Fig. 2. KDM6A Inactivation Increases Chromatin Accessibility at the Neurod1 Promoter in Autochthonous SCLC Mouse Tumors.

(a) Heat maps of ATAC-seq read densities of upregulated (n=735) and downregulated (n=222) peaks near promoters in Kdm6a-Mutant (236L, 236R, 656) vs. Kdm6a-WT (18227, 535, 645) mouse SCLC lung tumors. (b) Tracks of ATAC-seq data at Neurod1 (top) and Ascl1 (bottom) promoters from the Kdm6a-WT (red) and Kdm6a-Mutant (green) mouse SCLC tumors indicated. (c) Genomic Regions Enrichment of Annotations Tool (GREAT) analysis of ATAC-seq data (from a) of the changes in Kdm6a-Mutant tumors vs. Kdm6a-WT tumors. Binomial p-values were calculated using GREAT. (d) Volcano plot of differential expression analysis from RNA-seq data from Fig. 1 comparing Kdm6a-Mutant tumors vs.
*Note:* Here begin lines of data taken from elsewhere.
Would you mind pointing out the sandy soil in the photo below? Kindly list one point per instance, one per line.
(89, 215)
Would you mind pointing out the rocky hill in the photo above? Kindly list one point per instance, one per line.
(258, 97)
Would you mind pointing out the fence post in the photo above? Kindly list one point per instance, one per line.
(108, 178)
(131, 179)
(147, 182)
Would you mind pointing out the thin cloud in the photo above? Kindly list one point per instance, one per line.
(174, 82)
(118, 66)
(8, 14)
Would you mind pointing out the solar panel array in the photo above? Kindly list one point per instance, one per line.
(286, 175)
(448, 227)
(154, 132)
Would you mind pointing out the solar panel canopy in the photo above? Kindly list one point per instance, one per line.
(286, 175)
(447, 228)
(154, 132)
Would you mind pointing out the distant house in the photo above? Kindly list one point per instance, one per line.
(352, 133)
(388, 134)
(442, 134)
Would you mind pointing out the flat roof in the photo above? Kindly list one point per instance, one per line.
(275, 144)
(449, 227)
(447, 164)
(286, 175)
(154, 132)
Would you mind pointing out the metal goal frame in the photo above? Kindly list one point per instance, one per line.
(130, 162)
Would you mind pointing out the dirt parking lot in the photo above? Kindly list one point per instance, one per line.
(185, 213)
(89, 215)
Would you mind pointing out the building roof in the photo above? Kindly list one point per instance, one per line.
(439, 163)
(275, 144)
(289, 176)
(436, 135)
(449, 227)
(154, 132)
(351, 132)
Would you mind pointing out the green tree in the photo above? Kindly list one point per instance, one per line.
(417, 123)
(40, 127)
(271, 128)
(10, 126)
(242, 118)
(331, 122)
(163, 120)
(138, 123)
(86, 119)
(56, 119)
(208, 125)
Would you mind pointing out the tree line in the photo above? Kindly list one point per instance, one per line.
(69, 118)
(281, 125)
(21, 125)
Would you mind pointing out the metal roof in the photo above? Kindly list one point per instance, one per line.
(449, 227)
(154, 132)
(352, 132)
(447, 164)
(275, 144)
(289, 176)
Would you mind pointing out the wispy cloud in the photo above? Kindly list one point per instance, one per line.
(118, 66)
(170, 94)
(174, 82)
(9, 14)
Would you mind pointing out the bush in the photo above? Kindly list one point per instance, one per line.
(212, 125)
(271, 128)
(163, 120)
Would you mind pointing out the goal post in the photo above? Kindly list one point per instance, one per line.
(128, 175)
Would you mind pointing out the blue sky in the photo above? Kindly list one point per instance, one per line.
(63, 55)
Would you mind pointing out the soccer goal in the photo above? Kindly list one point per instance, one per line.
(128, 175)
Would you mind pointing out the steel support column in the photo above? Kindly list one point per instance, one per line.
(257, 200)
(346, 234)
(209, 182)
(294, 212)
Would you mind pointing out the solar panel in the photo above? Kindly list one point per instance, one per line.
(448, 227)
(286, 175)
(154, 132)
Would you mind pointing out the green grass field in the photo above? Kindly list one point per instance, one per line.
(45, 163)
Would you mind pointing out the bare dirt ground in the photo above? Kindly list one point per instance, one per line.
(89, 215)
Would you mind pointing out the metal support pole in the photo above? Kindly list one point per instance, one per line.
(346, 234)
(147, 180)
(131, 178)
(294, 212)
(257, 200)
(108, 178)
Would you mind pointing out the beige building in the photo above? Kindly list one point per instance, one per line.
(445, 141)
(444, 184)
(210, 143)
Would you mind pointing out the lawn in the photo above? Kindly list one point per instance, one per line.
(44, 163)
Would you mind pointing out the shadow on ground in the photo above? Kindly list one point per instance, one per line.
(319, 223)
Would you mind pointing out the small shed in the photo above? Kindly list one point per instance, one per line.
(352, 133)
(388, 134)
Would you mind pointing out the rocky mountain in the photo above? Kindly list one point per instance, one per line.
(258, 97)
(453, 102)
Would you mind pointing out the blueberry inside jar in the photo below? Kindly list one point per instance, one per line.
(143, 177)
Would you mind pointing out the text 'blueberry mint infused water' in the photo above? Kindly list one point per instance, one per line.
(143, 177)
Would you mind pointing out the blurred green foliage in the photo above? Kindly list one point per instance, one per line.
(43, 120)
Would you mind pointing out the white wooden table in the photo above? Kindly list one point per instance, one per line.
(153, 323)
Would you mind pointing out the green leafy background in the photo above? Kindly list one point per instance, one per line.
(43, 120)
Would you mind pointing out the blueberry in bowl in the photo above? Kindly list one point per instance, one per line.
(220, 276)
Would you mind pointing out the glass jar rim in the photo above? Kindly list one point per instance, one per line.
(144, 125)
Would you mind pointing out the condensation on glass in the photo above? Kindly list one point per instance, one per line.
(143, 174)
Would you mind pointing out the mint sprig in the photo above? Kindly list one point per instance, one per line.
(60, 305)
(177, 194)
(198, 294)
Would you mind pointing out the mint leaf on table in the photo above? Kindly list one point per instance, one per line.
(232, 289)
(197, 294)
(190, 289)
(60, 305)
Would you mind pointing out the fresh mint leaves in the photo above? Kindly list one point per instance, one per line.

Kdm6a-WT tumors. TRUE/FALSE analysis indicates if ATAC-seq differential peaks have matched nearby gene. p-values are calculated using Wald test in DEseq2 and were adjusted for multiple hypothesis testing. (e) HOMER Motif Enrichment analysis from ATAC-seq data from a showing that the Neurod1 motif is the top enriched regulatory motif in Kdm6a-Mutant tumors vs. Kdm6a-WT tumors (see Supplementary Table 3, tab 4 for complete HOMER Motif enrichment list). p-values are calculated using binomial test in HOMER2. (f) Uniform Manifold Approximation and Projection (UMAP) of single-cell ATAC-seq data of all cells from three independent tumors from 3 independent mice. n=1252 cells from Kdm6a-WT tumor in green (535), n=830 cells and n=1258 cells from 2 Kdm6a-Mutant tumors from independent mice in red (236R) and blue (656). (g-i) Chromatin accessibility at Ascl1 promoter (g), Insm1 promoter (h) and Neurod1 promoter (i) from single-cell ATAC-seq data from f.